Nothing actually changed around you.
But something changed inside you.
Momentum disappeared.
And without it, everything requires more effort to begin.
That’s the hidden cost of stillness.
It doesn’t keep things neutral —
it makes movement harder.
Because action creates energy.
Movement builds momentum.
And without both, everything feels like a restart.
So you wait longer.
Thinking it’ll feel easier later.
But later comes with more resistance, not less.
That’s why the smallest step matters.
Not because it solves everything but because it breaks the stillness.
Even a little movement changes how things feel.
It reduces the weight.
It brings back momentum.
It makes the next step easier.
Because difficulty isn’t always in the task.
Sometimes it’s in the distance created by not starting.
It’s not the work that feels heavy it’s the time spent standing still before it.



I get this and have been in the weeds of it for a while … the seeming draining away of my personal will and drive.

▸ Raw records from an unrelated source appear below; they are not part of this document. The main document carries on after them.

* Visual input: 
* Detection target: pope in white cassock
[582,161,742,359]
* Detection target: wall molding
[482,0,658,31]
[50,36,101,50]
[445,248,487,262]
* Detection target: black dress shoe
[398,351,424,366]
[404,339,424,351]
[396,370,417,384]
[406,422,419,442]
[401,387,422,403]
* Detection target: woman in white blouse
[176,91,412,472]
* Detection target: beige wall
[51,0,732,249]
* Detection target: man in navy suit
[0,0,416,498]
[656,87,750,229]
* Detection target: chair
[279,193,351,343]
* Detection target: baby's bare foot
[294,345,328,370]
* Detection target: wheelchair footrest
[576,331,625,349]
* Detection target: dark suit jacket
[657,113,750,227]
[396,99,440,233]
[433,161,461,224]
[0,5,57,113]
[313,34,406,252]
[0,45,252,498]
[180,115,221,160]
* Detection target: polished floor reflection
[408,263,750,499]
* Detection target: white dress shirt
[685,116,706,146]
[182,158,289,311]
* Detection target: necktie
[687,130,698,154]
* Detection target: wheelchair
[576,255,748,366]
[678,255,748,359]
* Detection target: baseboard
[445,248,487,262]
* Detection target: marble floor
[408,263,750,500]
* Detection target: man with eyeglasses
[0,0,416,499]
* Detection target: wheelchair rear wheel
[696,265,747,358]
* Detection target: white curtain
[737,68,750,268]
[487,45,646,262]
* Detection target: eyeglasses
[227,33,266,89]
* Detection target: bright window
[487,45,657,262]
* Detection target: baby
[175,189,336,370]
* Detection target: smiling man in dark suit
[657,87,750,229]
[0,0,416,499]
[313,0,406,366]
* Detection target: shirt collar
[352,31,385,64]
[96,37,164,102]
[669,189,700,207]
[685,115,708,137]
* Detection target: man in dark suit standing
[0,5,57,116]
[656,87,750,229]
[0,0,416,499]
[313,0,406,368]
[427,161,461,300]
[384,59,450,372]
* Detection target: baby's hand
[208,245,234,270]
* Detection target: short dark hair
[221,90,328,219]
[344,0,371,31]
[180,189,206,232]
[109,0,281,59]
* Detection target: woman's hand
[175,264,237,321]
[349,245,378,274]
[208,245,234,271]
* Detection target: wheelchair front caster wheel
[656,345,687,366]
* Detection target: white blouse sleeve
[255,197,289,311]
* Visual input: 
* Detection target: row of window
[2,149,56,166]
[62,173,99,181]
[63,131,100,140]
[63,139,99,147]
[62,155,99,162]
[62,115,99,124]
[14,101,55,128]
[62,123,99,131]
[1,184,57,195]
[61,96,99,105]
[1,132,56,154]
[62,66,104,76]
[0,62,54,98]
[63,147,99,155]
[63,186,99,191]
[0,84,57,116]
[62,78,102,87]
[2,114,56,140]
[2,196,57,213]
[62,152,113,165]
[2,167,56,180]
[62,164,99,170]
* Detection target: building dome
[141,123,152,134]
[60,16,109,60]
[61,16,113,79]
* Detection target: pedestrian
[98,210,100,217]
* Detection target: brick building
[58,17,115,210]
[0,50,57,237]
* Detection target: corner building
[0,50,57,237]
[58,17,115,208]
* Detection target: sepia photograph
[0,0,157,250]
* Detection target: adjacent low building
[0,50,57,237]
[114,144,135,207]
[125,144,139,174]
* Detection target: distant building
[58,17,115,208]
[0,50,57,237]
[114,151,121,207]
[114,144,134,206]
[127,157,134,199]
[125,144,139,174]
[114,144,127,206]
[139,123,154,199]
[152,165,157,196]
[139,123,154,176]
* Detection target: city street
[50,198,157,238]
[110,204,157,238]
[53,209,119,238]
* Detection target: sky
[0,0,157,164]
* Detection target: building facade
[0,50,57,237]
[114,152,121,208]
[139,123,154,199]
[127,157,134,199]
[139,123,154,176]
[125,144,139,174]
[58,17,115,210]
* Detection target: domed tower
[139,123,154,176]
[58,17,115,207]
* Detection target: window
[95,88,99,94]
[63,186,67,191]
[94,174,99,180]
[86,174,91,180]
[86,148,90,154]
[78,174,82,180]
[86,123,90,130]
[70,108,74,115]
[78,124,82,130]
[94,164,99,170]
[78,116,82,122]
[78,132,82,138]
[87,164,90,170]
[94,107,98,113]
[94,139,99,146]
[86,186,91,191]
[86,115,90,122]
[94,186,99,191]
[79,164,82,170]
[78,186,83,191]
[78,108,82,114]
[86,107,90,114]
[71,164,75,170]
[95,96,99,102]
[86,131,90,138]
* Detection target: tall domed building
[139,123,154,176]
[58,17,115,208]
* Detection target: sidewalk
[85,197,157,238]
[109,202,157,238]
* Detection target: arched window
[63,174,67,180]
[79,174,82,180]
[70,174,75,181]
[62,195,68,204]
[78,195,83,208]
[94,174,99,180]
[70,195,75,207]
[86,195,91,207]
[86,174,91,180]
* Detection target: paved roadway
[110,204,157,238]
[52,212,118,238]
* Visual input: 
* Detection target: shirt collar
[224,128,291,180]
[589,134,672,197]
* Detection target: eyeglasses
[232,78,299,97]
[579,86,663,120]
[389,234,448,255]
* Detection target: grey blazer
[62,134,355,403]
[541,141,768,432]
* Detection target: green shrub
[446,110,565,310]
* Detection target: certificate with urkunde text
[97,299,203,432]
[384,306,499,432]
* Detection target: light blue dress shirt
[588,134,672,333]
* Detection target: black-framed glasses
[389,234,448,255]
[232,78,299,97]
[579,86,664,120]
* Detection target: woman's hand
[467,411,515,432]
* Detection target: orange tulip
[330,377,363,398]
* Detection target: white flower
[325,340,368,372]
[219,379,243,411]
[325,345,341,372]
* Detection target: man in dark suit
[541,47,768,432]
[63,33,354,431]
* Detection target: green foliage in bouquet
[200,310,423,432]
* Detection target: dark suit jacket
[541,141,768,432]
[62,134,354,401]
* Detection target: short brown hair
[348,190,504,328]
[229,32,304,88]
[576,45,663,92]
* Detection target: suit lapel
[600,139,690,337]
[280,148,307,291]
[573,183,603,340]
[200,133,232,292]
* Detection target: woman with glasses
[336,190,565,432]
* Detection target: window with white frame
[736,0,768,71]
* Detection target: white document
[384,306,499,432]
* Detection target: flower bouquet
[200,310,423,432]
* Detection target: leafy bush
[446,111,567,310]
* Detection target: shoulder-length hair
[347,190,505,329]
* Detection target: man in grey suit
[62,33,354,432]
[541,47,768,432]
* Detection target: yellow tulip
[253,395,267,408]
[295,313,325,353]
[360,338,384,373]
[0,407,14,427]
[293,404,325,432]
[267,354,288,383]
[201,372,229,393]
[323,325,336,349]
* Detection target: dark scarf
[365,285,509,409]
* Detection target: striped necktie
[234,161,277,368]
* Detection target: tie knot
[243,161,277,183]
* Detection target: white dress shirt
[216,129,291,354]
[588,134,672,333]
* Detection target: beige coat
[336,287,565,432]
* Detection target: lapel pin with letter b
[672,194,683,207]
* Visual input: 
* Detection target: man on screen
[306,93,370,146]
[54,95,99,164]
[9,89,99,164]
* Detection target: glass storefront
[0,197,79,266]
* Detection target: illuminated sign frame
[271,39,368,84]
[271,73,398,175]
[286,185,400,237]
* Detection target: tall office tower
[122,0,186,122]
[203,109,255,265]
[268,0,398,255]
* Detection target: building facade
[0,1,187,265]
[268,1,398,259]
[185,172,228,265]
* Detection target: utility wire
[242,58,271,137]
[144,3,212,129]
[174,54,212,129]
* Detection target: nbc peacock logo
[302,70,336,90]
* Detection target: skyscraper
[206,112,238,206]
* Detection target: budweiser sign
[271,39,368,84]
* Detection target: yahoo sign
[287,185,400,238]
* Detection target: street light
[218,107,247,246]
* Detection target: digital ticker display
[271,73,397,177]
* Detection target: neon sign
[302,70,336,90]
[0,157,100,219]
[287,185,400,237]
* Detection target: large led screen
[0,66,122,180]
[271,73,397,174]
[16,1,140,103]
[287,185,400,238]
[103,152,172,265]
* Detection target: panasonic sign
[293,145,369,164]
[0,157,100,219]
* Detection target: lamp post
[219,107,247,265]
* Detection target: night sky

A stagnancy that feels thick and difficult to push through. But what I have come to see clearly for myself is that my will and drive “to do” has been based in fear and anxiety … performing, proving my worth, alleviating my anxious mind. And I have experienced the stagnancy not as something to push through, but as an energy to sit with and allow.
This is procrastinating rather than stillness I think?